Unfortunately, some Jews are wedded to the idea of the Jew as underdog or victim. (This is true on the Right and Left, by the way.) And, in truth, there are plenty of holidays that mark and even revel in Jewish victimhood. Jacobson suggests that we add yet another, proposing that we “dedicate each [Hanukka] candle to one of the more recent narrow escapes of Jewish history. The Spanish Inquisition candle. The Russian pogroms candle.”
Because, you know, the Jewish calendar is way too cheery.
(I’m reminded of the title of a book by Simon Wiesenthal, Every Day Remembrance Day: A Chronicle of Jewish Martyrdom. I can’t imagine a more tragic worldview.)

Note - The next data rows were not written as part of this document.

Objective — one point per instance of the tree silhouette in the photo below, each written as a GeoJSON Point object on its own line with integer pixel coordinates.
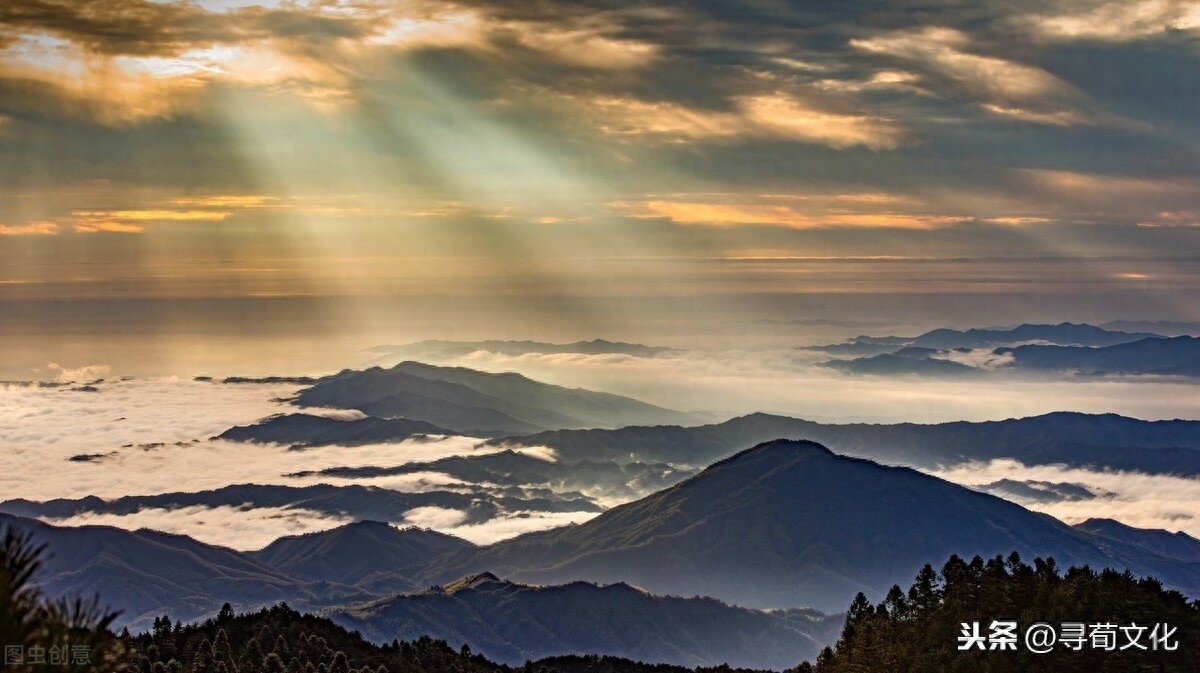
{"type": "Point", "coordinates": [67, 635]}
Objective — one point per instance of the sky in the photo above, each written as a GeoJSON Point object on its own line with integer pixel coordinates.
{"type": "Point", "coordinates": [273, 186]}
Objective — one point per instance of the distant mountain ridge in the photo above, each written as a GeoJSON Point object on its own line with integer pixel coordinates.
{"type": "Point", "coordinates": [306, 430]}
{"type": "Point", "coordinates": [513, 623]}
{"type": "Point", "coordinates": [371, 554]}
{"type": "Point", "coordinates": [1063, 334]}
{"type": "Point", "coordinates": [478, 403]}
{"type": "Point", "coordinates": [145, 572]}
{"type": "Point", "coordinates": [821, 528]}
{"type": "Point", "coordinates": [354, 502]}
{"type": "Point", "coordinates": [453, 349]}
{"type": "Point", "coordinates": [1103, 440]}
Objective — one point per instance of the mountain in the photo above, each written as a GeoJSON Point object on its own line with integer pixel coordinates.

Not to get all Ecclesiastical, but there is a time for mourning, and a time for celebrating; a time for remembering our martyrs, and a time for recalling our defenders. On Hanukka I am going to celebrate by recalling our defenders. And I might say a prayer for Jewish leaders here and in Israel. It seems we’re always going to need our tough Jews. But we also need flexible Jews who understand that circumstances call on different aspects of the Jewish mind and body, and that we often need the brains, skill, and imagination to tell one from the other.